Is it Time to Panic?
By Jani Ziedins | Intraday Analysis
End of Day Update:
It was a dramatic day as the S&P500 plunged 1% in the first session back from the long weekend. As unnerving as it felt, volume was below average and we are only 1.4% off of all-time highs. Hard to claim this was a crash by any stretch of the imagination, but in the market perception is reality, and today felt a whole lot worse than it looks.
Before the open, bullish sentiment on Stocktwits $SPY stream already fell to 41% and AAII’s bullish sentiment hovered near 5-year lows. As much as people try to correlate record prices and bullishness, we are anything but bullish at these highs. But this is actually a common phenomena. Every rally feels extended and fragile at the far right edge of the chart. Only months later do buy-points become obvious. If this were easy, everyone would be rich.

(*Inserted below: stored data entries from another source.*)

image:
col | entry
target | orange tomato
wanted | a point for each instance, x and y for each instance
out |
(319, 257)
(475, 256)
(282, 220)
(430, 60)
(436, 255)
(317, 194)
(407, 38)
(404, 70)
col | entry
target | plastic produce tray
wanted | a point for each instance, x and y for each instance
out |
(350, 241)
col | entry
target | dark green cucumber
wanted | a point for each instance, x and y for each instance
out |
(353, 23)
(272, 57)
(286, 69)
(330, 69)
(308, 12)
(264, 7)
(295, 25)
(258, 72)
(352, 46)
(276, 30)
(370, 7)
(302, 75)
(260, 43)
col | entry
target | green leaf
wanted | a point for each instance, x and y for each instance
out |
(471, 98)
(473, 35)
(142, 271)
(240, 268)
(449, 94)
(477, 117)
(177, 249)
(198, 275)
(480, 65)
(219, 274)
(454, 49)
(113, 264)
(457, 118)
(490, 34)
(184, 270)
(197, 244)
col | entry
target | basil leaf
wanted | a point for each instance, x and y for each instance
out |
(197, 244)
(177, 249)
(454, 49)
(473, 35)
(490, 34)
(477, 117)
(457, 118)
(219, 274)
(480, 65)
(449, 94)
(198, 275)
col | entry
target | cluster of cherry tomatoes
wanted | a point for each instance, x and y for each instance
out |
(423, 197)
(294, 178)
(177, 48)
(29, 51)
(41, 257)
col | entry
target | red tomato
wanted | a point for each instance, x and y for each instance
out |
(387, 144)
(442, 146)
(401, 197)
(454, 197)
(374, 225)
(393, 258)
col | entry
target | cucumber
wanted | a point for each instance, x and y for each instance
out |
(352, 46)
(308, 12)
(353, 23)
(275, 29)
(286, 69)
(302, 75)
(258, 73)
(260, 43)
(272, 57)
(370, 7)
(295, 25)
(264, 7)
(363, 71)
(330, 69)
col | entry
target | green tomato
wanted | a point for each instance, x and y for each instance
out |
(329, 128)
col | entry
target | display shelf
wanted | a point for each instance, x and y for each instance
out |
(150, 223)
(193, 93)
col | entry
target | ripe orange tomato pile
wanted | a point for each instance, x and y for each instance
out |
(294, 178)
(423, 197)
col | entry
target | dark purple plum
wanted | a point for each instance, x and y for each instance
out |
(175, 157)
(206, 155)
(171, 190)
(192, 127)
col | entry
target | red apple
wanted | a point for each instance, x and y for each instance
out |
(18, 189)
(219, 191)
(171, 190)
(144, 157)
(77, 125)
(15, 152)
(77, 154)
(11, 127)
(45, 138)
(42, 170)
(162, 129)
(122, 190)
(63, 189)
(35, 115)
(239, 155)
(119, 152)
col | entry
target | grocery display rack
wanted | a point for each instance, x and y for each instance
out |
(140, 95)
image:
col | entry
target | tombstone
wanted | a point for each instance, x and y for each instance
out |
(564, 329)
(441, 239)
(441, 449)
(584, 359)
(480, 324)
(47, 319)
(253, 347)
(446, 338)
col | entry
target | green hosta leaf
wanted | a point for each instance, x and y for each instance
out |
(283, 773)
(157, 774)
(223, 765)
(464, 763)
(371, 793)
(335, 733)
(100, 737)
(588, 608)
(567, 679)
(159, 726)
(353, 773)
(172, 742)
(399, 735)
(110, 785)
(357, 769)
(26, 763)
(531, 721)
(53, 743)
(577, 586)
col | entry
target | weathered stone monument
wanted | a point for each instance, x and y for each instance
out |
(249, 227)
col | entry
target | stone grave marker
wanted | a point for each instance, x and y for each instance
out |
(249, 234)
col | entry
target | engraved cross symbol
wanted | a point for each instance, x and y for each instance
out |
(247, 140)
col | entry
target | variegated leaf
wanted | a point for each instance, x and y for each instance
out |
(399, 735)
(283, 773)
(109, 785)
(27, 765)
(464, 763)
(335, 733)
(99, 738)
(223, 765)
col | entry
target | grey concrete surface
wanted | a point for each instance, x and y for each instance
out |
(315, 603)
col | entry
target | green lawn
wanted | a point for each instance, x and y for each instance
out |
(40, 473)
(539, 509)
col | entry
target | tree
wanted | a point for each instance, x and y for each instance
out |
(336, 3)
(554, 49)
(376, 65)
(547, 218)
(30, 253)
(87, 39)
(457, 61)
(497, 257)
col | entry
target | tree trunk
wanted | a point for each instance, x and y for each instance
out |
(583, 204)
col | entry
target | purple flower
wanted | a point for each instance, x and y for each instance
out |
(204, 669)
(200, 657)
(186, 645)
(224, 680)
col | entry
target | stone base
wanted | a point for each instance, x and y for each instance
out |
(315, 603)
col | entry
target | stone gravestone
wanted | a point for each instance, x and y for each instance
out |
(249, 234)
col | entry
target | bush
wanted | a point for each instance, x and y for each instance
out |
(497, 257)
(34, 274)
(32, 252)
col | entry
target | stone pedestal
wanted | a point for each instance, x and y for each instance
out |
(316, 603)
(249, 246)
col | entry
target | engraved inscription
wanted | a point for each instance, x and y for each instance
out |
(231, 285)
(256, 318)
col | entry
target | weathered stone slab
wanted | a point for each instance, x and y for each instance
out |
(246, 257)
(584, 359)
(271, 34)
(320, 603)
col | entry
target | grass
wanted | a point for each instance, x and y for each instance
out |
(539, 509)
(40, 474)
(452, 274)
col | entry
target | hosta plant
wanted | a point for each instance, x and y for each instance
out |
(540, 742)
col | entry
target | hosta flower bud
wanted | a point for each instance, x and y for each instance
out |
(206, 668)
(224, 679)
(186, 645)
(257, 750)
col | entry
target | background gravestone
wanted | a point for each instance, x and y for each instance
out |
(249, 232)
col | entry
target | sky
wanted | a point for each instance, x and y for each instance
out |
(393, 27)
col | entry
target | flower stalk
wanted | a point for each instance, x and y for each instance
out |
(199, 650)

The five months of sideways churn since the start of the year cooled off any overbought condition that crept into the market. While we could easily extend Tuesday’s selloff on Wednesday morning, using bearish sentiment as a guide, we are far closer to the end of the selling than the start. Once the last of the hopeful bulls bailout, supply will dry up and we will bounce. The best trades are the hardest to make and today it felt a lot easier to sell this weakness than buy it.